“I am sorry to say this, but we are headed toward really bad days,” International Energy Agency chief economist Fatih Birol declared this week. “Lots of targets have been set but very little has been done. There is a lot of talk and no action.”
And we are very sorry to hear it. Here is the problem, according to this Time article Oil Prices: It Gets Worse:
The reason for the IEA’s alarm is its expectation that economic development will raise global energy demands by about 50% in a generation, from today’s 85 million barrels a day to about 116 million barrels a day in 2030.
Nearly half that increase in demand will come from just two countries — China and India, which are electrifying hundreds of cities and putting millions of new cars on their roads, most driven by people who once walked, or rode bicycles and buses. By 2030, those two countries will be responsible for two-thirds of the world’s carbon gas emissions, which are the primary human activity causing global warming.

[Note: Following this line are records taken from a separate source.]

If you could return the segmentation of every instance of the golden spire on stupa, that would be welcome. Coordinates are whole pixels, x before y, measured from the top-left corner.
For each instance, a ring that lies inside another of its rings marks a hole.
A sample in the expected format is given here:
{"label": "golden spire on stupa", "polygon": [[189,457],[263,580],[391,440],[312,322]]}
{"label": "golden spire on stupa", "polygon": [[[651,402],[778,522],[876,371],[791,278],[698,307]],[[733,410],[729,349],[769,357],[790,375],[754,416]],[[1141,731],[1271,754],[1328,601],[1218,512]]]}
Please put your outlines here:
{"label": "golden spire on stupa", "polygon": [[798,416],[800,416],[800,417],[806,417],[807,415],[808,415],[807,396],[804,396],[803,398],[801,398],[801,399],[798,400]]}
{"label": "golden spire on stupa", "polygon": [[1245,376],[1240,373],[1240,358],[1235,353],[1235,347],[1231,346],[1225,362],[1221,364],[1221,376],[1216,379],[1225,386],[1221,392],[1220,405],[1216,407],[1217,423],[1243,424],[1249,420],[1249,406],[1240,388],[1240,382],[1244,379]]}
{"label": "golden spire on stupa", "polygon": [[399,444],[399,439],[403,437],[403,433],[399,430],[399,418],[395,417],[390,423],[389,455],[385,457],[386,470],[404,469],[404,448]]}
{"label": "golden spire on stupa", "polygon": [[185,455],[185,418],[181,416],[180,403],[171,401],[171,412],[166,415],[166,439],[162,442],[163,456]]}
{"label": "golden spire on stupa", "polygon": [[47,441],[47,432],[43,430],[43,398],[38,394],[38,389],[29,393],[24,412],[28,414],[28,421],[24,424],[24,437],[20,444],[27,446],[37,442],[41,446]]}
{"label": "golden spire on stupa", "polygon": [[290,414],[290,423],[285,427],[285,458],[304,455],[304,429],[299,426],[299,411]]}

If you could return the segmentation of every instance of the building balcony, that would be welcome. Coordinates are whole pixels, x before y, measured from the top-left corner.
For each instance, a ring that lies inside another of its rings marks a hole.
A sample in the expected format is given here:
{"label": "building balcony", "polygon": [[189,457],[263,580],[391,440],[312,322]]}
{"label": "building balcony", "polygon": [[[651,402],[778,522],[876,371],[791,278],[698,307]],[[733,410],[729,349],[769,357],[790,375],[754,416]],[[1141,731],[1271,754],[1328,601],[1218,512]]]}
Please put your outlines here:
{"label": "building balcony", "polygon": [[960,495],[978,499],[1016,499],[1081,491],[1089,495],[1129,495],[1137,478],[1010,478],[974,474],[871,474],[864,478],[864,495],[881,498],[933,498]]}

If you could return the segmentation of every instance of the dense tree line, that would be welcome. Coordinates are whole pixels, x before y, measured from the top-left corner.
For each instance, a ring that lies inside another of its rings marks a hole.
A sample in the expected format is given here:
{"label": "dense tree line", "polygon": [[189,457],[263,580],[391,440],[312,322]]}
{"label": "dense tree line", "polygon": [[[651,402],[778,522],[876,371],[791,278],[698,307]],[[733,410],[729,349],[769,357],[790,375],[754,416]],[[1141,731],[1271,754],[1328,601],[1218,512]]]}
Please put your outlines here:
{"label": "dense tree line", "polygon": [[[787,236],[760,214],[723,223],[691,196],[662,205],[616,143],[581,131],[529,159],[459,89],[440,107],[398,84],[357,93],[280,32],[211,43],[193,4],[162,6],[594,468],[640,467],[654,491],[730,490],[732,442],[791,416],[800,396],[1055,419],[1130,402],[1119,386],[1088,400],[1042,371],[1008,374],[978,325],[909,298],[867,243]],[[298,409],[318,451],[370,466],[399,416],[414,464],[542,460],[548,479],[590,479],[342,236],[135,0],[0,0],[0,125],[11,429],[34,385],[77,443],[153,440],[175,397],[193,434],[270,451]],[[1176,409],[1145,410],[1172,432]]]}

The bad news is not only environmental. As the world scrambles to boost energy supplies over the next two decades, an ever-greater percentage of its supplies of oil and gas will come from a dwindling number of countries, largely arrayed around the Persian Gulf, as the massive North Sea and Gulf of Mexico deposits are finally exhausted. That will leave the industrialized countries far more dependent on the volatile Middle East in 2030 than they are today, and the likes of Saudi Arabia, Kuwait and Iran will dictate terms to companies like ExxonMobil and Chevron, which increasingly operate as contractors to state-run oil companies in many producer nations.
Forecasting prices, however, has become an increasingly inexact science for analysts, as prices in recent months have galloped ahead of their worst predictions. Says Oswald Clint, a London-based analyst for Sanford Bernstein: “A year ago, our predictions for November 2007 were about $50 to $62 dollars a barrel” — at least $35 short of Tuesday’s price.